I’ve often heard and felt the old adage ‘one step forward and two steps back’ rather keenly. Life it seems can throw many a curve ball and that is certainly where we are currently at. The other idiom I am also familiar with has to do with ‘putting ones foot in it’. (Only I wish someone had and preferably in my mouth!) Teaching these ‘pearls of wisdom’ to a class of literal learners – that life is more than the visual, the tangible, that it has many metaphorical layers, is something I get paid to do on a daily basis. However, learning meanings is one thing. Learning lessons from the meaning is another.

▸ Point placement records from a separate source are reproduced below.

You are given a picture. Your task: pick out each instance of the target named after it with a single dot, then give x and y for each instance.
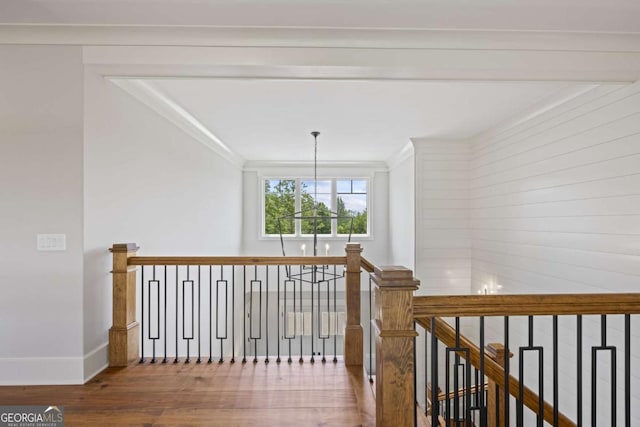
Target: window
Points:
(345, 197)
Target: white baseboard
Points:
(41, 370)
(96, 361)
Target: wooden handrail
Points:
(237, 260)
(367, 265)
(525, 305)
(447, 335)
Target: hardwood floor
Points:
(211, 395)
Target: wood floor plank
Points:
(211, 395)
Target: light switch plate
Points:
(52, 242)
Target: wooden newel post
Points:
(495, 392)
(395, 370)
(353, 340)
(124, 335)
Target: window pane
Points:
(307, 202)
(353, 210)
(360, 186)
(279, 202)
(343, 186)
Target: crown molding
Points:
(149, 94)
(149, 35)
(262, 165)
(543, 106)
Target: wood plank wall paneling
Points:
(554, 206)
(443, 244)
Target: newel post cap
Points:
(395, 276)
(353, 247)
(124, 247)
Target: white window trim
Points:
(327, 237)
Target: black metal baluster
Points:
(166, 338)
(482, 404)
(153, 337)
(285, 309)
(301, 360)
(579, 369)
(244, 314)
(435, 409)
(184, 321)
(520, 401)
(211, 313)
(266, 359)
(221, 338)
(371, 337)
(177, 330)
(295, 318)
(259, 337)
(142, 318)
(427, 406)
(506, 370)
(321, 335)
(335, 310)
(594, 373)
(314, 270)
(627, 370)
(415, 380)
(556, 397)
(199, 360)
(233, 314)
(278, 316)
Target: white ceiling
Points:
(358, 120)
(561, 15)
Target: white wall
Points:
(402, 212)
(443, 238)
(149, 183)
(40, 192)
(375, 248)
(555, 207)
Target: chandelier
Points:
(317, 273)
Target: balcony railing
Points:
(206, 309)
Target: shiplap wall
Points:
(555, 207)
(443, 243)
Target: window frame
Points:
(298, 202)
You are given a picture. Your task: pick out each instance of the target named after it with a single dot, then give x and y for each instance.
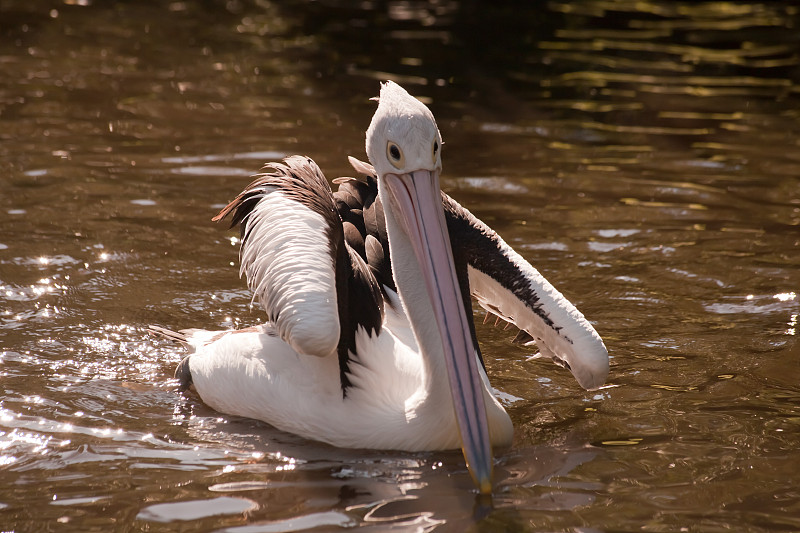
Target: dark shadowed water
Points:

I’ve two clouds on the horizon. I also have an anxiety with what promises (long term) to be a brilliant ray of sunshine (more about that at a later date). So what do I do? At present I’m having, what the Americans coin as a ‘mental health day’. Only it’s been two and it’s still not any better. So they say a problem shared is a problem halved…so with the censorship of my situation I shall hypothesise to protect all involved.
I often feel that if I (this is a generic I and applies to all) was lying dying on the floor, people would just step over me to get on with their own agenda. Now don’t get me wrong, I’m in no way wallowing in self pity with this statement, I’m only being a realist. Most people I know are too busy within their micro-worlds to even look beyond their own nose. Consumed by matters pertaining to their own back gardens, they choose to ignore anything which requires effort and empathy. Maybe it’s the modern way? Gone, it seems, are the days of ‘love thy neighbour’. Society seems to have bred a mass of people so full of their own self importance that they don’t care who they hurt in the process. You see, I’ve a gut instinct for people, situations and such like. I can smell rats a mile off. And I have a keener sense of smell than the Rosie Dog. However, when faced with confrontation I’m no good. What do I do? I retreat and let dust settle. I hide away because as good as a case as I have, I can’t stand the battle, the retorts and the bloody aftermath. I make plans (I’m a strategist) and work out various scenarios. However, whichever way I look at it I always end up in the wrong! (Maybe it’s my face.m?). This is what I can’t stand – being vindicated for someone else’s shitty behaviour. I feel I’m always outed as the bitch, the awful person who has issue upon issue. However, much I know I have grounds for disgruntlement, I feel like the person ‘dying on the floor’ (do not see this as a sign of self pity. It’s more a sign of frustration). Like I said – people like to self preserve and from someone who had it drilled into them to say sorry from an early age, I wonder why modern society seem to struggle with the word and prefer to blame others?
So, yes, I’m not perfect and often inadvertently say things I shouldn’t. However, it’s not malicious and certainly not to be seen as bitter and twisted. I say shit and realise I shouldn’t (I was told this at the age of 16). Only I seem to get caught, hung, drawn and quartered for it on a daily basis. I used to think it was because people didn’t like me – an unpopular soul. But, I’ve recently realised that (again a flaw of modern society) that judging and punishing someone is preferable trying to see the good.
When was the last time you heard something about negative or shocking, about someone and tried to give them the benefit of the doubt? Be honest! Modern media has embedded within our culture a selfishness of being. People love to take the higher ground. They love to sit at the lofty heights of ‘self righteousness’, often forgetting, or ‘brain erasing’ past misdemeanours. So where’s this heading? Well firstly, if you think this is about you it’s not! It’s a generic rant on behalf of anyone who feels they’ve never had a fair hearing. It’s a crutch to hold anyone up who feels that life is ‘rewarding the bad and slapping the good’. It’s also a reminder to all you beautiful people that none of us is flawless and, as my ‘mental health day(s)’ have taught me: to look around me, absorb the bigger picture, breathe the air of devils advocate and realise that ‘it’s not all about me’
The clouds and the anxiety ridden ray of sunshine will still be there in the morning, but worry I not! Instead I shall be forging ahead for a brilliant year to come.